Learn to Love Data Analytics
The beauty of data? It isn’t subjective, and it doesn’t candy coat. It provides deep insights into learner engagement, baseline knowledge, and performance. Tracking and analyzing course completion rates, time spent on each module, quiz scores, and scenario decision points gives you invaluable insight. Analytics enable you to tailor your course to each learner’s areas of difficulty. In an era of continuous learning, they provide a road map for designing the all-important next steps in a continuous learning environment.
Make it Mobile
Today’s employees want opportunities to upskill. The main obstacle is time. According to a Deloitte study, the average employee can dedicate just 24 minutes a week to learning. Mobile provides an ideal solution: It enables access to course materials and learning activities anytime and anywhere. This flexibility is especially beneficial to those balancing work, family, or other commitments. Additional mobile advantages include just-in-time learning, interactivity, user-friendly interfaces, and push notifications.
Get Learners in the Game
Gamification is a powerful tool that significantly enhances the learning experience by incorporating game-like elements such as points, badges, leaderboards, and challenges into the learning content. Game-based learning frequently involves applying practical skills in typical workplace scenarios, making the learning more memorable. Instant feedback helps learners understand what they’ve gotten right and opportunities for improvement. Lee Downs, Redwood’s lead ID, and I recently presented a highly gamified course at the SeriousPlay conference in Toronto. We were amazed at the rapid evolution and synergy of game technology and learning.

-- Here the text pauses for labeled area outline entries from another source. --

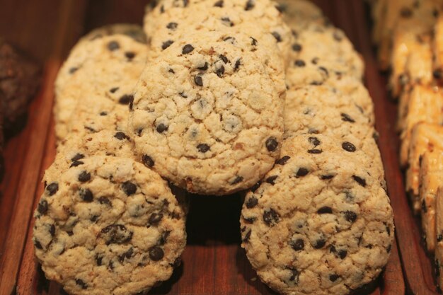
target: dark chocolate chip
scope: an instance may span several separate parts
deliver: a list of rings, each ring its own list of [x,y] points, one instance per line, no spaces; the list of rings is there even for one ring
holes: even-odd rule
[[[84,202],[90,202],[93,199],[93,195],[88,188],[81,188],[79,194]]]
[[[81,171],[80,174],[79,174],[79,181],[81,183],[86,183],[86,181],[89,181],[91,180],[91,173],[86,171]]]
[[[183,54],[188,54],[188,53],[192,52],[192,50],[194,50],[194,47],[191,45],[190,44],[187,44],[185,46],[183,46],[183,48],[182,49],[181,52]]]
[[[246,201],[246,208],[251,209],[257,206],[258,204],[258,199],[255,197],[251,197]]]
[[[357,150],[355,146],[350,142],[345,141],[342,144],[342,148],[346,151],[349,151],[350,153],[352,153]]]
[[[211,149],[211,147],[206,144],[200,144],[197,146],[197,149],[198,149],[198,151],[200,153],[206,153]]]
[[[134,101],[134,96],[131,94],[125,94],[119,100],[120,105],[129,105],[131,101]]]
[[[357,214],[352,211],[345,211],[345,219],[346,219],[349,222],[354,223],[357,220]]]
[[[47,201],[45,199],[42,199],[37,206],[37,211],[40,214],[45,214],[47,212],[48,204]]]
[[[169,46],[172,45],[172,44],[174,42],[174,41],[171,40],[168,40],[168,41],[165,41],[163,42],[163,44],[161,45],[161,49],[163,50],[166,50],[166,48],[168,48]]]
[[[294,62],[294,64],[299,67],[303,67],[306,65],[304,61],[301,59],[297,59],[295,62]]]
[[[317,213],[318,213],[319,214],[332,214],[332,208],[330,207],[322,207],[321,208],[320,208],[318,210],[317,210]]]
[[[88,289],[86,283],[80,279],[76,279],[76,284],[83,289]]]
[[[309,170],[306,168],[300,168],[297,170],[297,173],[295,173],[295,177],[299,178],[303,176],[306,176],[309,173]]]
[[[274,151],[278,146],[278,142],[277,142],[275,137],[270,137],[266,139],[265,145],[266,149],[267,149],[269,151]]]
[[[165,125],[163,123],[160,123],[157,125],[156,130],[157,130],[157,132],[159,133],[163,133],[165,131],[168,131],[168,128],[169,128],[168,126]]]
[[[271,34],[272,34],[272,36],[274,36],[277,43],[282,42],[282,36],[280,36],[280,34],[277,32],[274,31]]]
[[[144,164],[145,166],[151,168],[154,167],[154,160],[148,155],[143,155],[142,157],[142,162]]]
[[[122,190],[123,190],[126,195],[130,196],[131,195],[135,194],[135,192],[137,192],[137,185],[130,181],[125,181],[122,185]]]
[[[152,260],[161,260],[163,256],[164,253],[160,247],[154,246],[149,249],[149,257]]]
[[[115,137],[118,140],[130,139],[130,137],[127,135],[120,131],[114,134],[114,137]]]
[[[291,247],[296,251],[304,249],[304,241],[301,238],[297,238],[295,241],[291,241]]]
[[[342,112],[340,115],[342,116],[342,120],[345,122],[350,122],[351,123],[355,122],[355,120],[352,119],[349,115],[345,114],[345,112]]]
[[[280,215],[273,209],[265,210],[263,213],[263,221],[268,226],[272,226],[280,221]]]
[[[152,225],[158,224],[162,218],[163,218],[163,214],[161,213],[153,213],[149,216],[149,224],[152,224]]]
[[[52,196],[59,190],[59,184],[57,183],[51,183],[46,187],[47,195]]]
[[[266,183],[270,183],[272,185],[274,185],[275,184],[275,180],[278,178],[278,175],[273,175],[273,176],[270,176],[267,178],[266,178]]]
[[[169,30],[176,30],[178,24],[177,23],[171,22],[166,25],[166,28]]]
[[[248,0],[248,1],[246,2],[246,6],[245,6],[245,10],[252,10],[254,6],[255,6],[255,4],[254,3],[253,0]]]
[[[286,164],[286,162],[288,161],[289,159],[290,159],[291,157],[289,156],[284,156],[282,158],[279,158],[278,160],[277,160],[275,161],[275,163],[277,165],[284,165]]]
[[[110,41],[108,43],[108,49],[110,51],[117,50],[120,47],[120,45],[117,41]]]
[[[352,178],[354,180],[357,181],[359,185],[362,186],[363,187],[366,187],[366,180],[364,178],[362,178],[361,177],[357,175],[352,175]]]
[[[194,77],[194,82],[195,83],[195,85],[197,86],[199,86],[200,87],[203,86],[203,79],[202,79],[202,76],[200,75],[196,75]]]

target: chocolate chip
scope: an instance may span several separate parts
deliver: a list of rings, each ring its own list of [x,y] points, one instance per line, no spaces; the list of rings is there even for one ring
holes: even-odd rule
[[[345,211],[345,219],[346,219],[349,222],[354,223],[357,220],[357,214],[352,211]]]
[[[131,195],[135,194],[135,192],[137,192],[137,185],[130,181],[125,181],[122,185],[122,190],[123,190],[126,195],[130,196]]]
[[[51,183],[46,187],[47,195],[52,196],[59,190],[59,184],[57,183]]]
[[[149,257],[152,260],[161,260],[163,256],[164,253],[160,247],[154,246],[149,249]]]
[[[286,162],[288,161],[289,159],[290,159],[291,157],[289,156],[284,156],[282,158],[279,158],[278,160],[277,160],[275,161],[275,163],[277,165],[284,165],[286,164]]]
[[[326,241],[323,238],[316,241],[315,245],[313,245],[313,248],[316,249],[322,248],[325,245],[326,245]]]
[[[297,170],[297,173],[295,173],[295,177],[299,178],[303,176],[306,176],[308,175],[309,173],[309,170],[308,170],[308,169],[306,169],[306,168],[300,168]]]
[[[352,153],[356,151],[355,146],[350,142],[345,141],[342,144],[342,148],[346,151],[349,151],[350,153]]]
[[[80,165],[83,165],[83,164],[84,164],[84,163],[82,162],[81,161],[74,161],[74,162],[72,162],[71,163],[71,166],[69,166],[69,168],[77,167],[77,166],[79,166]]]
[[[275,180],[278,178],[278,175],[273,175],[273,176],[270,176],[267,178],[266,178],[266,183],[270,183],[272,185],[274,185],[275,184]]]
[[[296,52],[301,52],[301,49],[302,49],[302,47],[299,43],[294,43],[292,45],[292,50],[295,51]]]
[[[158,224],[162,218],[163,218],[163,214],[161,213],[153,213],[149,216],[149,224],[152,224],[152,225]]]
[[[86,171],[81,171],[80,174],[79,174],[79,181],[81,183],[86,183],[86,181],[89,181],[91,180],[91,173]]]
[[[110,51],[117,50],[120,47],[120,45],[117,41],[111,41],[108,43],[108,49]]]
[[[100,204],[107,204],[107,205],[110,206],[110,207],[113,206],[113,204],[111,204],[111,202],[109,200],[109,199],[108,199],[107,197],[100,197],[98,198],[98,202]]]
[[[312,144],[314,146],[317,146],[318,145],[319,145],[321,142],[320,141],[320,140],[318,140],[318,139],[317,137],[309,137],[308,139],[308,141]]]
[[[294,62],[294,64],[299,67],[303,67],[306,65],[304,61],[301,59],[297,59],[295,62]]]
[[[272,36],[274,36],[277,43],[282,42],[282,36],[280,36],[280,34],[275,31],[272,32],[271,34],[272,34]]]
[[[132,239],[133,235],[133,233],[128,231],[122,224],[109,225],[101,230],[101,233],[105,236],[106,245],[127,243]]]
[[[47,201],[45,199],[42,199],[37,206],[37,211],[40,214],[45,214],[47,212],[48,205]]]
[[[296,251],[304,249],[304,241],[301,238],[297,238],[295,241],[291,241],[290,245],[292,249]]]
[[[357,175],[352,175],[352,178],[354,179],[354,180],[357,181],[358,184],[362,186],[363,187],[366,187],[366,180],[364,180],[364,178],[362,178]]]
[[[115,137],[118,140],[123,140],[123,139],[130,140],[130,137],[122,132],[118,132],[115,133],[114,134],[114,137]]]
[[[197,149],[198,149],[198,151],[200,153],[206,153],[211,149],[211,147],[206,144],[200,144],[197,146]]]
[[[338,274],[330,274],[329,275],[329,280],[330,282],[335,282],[337,279],[338,279],[338,278],[340,277],[340,276]]]
[[[199,86],[200,87],[203,86],[203,79],[202,79],[202,76],[200,75],[197,75],[194,77],[194,82],[195,83],[195,85],[197,86]]]
[[[145,166],[151,168],[154,167],[154,160],[148,155],[143,155],[142,157],[142,162],[144,164]]]
[[[255,197],[251,197],[246,201],[246,208],[251,209],[257,206],[258,204],[258,199]]]
[[[246,6],[245,6],[245,10],[246,11],[252,10],[255,6],[255,4],[254,3],[253,0],[248,0],[248,1],[246,2]]]
[[[332,214],[332,208],[330,207],[322,207],[318,210],[317,210],[317,213],[319,214]]]
[[[80,195],[80,197],[81,197],[81,199],[83,199],[84,202],[92,202],[93,199],[93,195],[92,194],[91,190],[89,190],[88,188],[81,188],[79,194]]]
[[[194,50],[194,47],[191,45],[190,44],[187,44],[185,46],[183,46],[183,48],[182,49],[181,52],[183,54],[188,54],[188,53],[192,52],[192,50]]]
[[[200,69],[201,71],[206,71],[207,69],[207,66],[208,66],[207,62],[205,62],[204,66],[199,66],[197,69]]]
[[[321,179],[322,180],[328,180],[329,179],[333,178],[334,176],[335,175],[332,175],[332,174],[327,174],[327,175],[320,176],[320,179]]]
[[[231,185],[236,185],[237,183],[241,183],[243,181],[243,177],[237,176],[236,178],[231,183]]]
[[[163,50],[166,50],[166,48],[168,48],[169,46],[172,45],[172,44],[174,42],[174,41],[171,40],[168,40],[168,41],[165,41],[163,42],[163,44],[161,45],[161,49]]]
[[[76,284],[79,285],[81,289],[88,289],[88,285],[83,280],[80,279],[76,279]]]
[[[128,51],[128,52],[125,52],[125,56],[128,59],[132,59],[134,57],[135,57],[135,52],[132,52],[131,51]]]
[[[277,142],[275,137],[270,137],[266,139],[265,145],[266,149],[267,149],[269,151],[274,151],[278,146],[278,142]]]
[[[273,209],[265,210],[263,213],[263,221],[268,226],[272,226],[280,221],[280,215]]]
[[[163,123],[160,123],[157,125],[156,130],[157,130],[157,132],[159,133],[163,133],[165,131],[168,131],[168,128],[169,128],[168,126],[165,125]]]
[[[222,65],[220,66],[219,68],[218,68],[216,71],[215,71],[215,74],[217,74],[217,75],[219,77],[222,78],[223,76],[223,74],[224,74],[224,66],[223,66]],[[198,84],[197,84],[198,85]],[[201,85],[202,86],[203,86],[202,84]]]
[[[85,156],[81,154],[77,154],[71,158],[71,161],[76,161],[84,158]]]
[[[171,22],[166,25],[166,28],[169,30],[176,30],[178,24],[177,23]]]
[[[342,120],[345,122],[350,122],[351,123],[355,122],[355,120],[352,119],[349,115],[344,112],[342,112],[340,115],[342,116]]]
[[[130,94],[125,94],[118,100],[120,105],[129,105],[131,101],[134,101],[134,96]]]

Clients Depend on Your Expertise
Occasionally, you will encounter clients who are new to learning and development or those who are under performance pressure to quickly deliver results. Expectations can be unrealistic, or budget constraints are in place that limit a producer’s delivery options. Some clients may not fully understand workplace learning strategies or the technological tools used to create today’s interactive courses. At Redwood, we go to extraordinary lengths to keep everyone on the same page and aligned to the same objectives. In all cases, we work with clients to ensure they are up-to-speed on both the production process and key touchpoints along the way.
If you’ve made it this far, thanks for allowing me to share 20 eLearning lessons I’ve learned over twenty years of L&D production. To play a part in helping individuals and organizations enhance their value and career performance potential has been an amazing opportunity for the entire Redwood team. And if the next twenty years are as exciting as the first, all I can say is buckle up—we are in for one hell of a ride!